NEW YORK ( TheStreet) -- John Millman, the president and CEO of Sterling National Bank, says he expects "continued double digit growth in both loans and deposits during 2012."
|Sterling National Bank president and CEO John Millman|
Sterling Bancorp on Monday reported first-quarter net income available to common shareholders of $4.6 million, or 15 cents a share, compared to $5.3 million, or 17 cents a share in the fourth quarter, and $3.3 million, or 12 cents a share, during the first quarter of 2011. Earnings declined sequentially because the company made a $2 million provision for income taxes during the first quarter, after reporting an $864,000 tax benefit in the fourth quarter.

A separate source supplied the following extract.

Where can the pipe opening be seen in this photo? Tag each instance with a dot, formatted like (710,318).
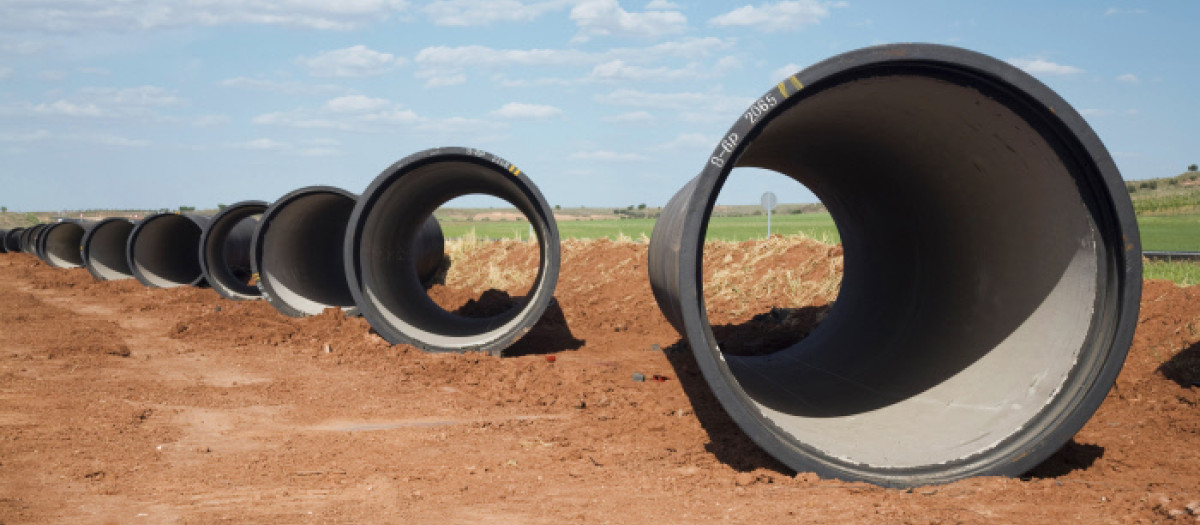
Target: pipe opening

The company's total portfolio loans grew 13% year-over-year, to $1.45 billion, with "a robust pipeline" of loans-in-process as of March 31, and with a loans-to-deposits ratio at a low 73.1%.Total deposits increased 15% year-over-year to $2.0 billion as of March 31, with coveted noninterest-bearing demand deposits increasing 45% year-over-year, to $815.5 million. Sterling's net interest margin -- the difference between a bank's average yield on loans and investments and its average cost for deposits and wholesale borrowings -- was 4.07% during the first quarter, improving from 3.77% in the fourth quarter, and 3.84% a year earlier, as a result of the company's "successful strategy of redeploying assets from the investment portfolio into loans," according to Sterling Bancorp CEO Louis Cappelli. According to HighlineFI, Sterling Bancorp's first-quarter return on average assets was 0.74%, and the first-quarter return on average equity was 8.25%. In an interview with TheStreet on Friday, Millman said "we feel really good about 2012," expressing confidence in Sterling's unfolding growth story, as well as in a continued economic recovery in the bank's New York market footprint. TheStreet: How is Sterling National Bank achieving the loan growth? John Milman: We're in a dynamite banking market -- the best in the world. Everyone wants to be in New York City. You have the greatest concentration of small and midsized companies here. We have had a very consistent strategy through good times and bad, focusing on privately owned entrepreneurial businesses. The money center banks can't focus on this kind of smaller company, because it takes so many five-million borrowers to move the needle for a trillion dollar institution.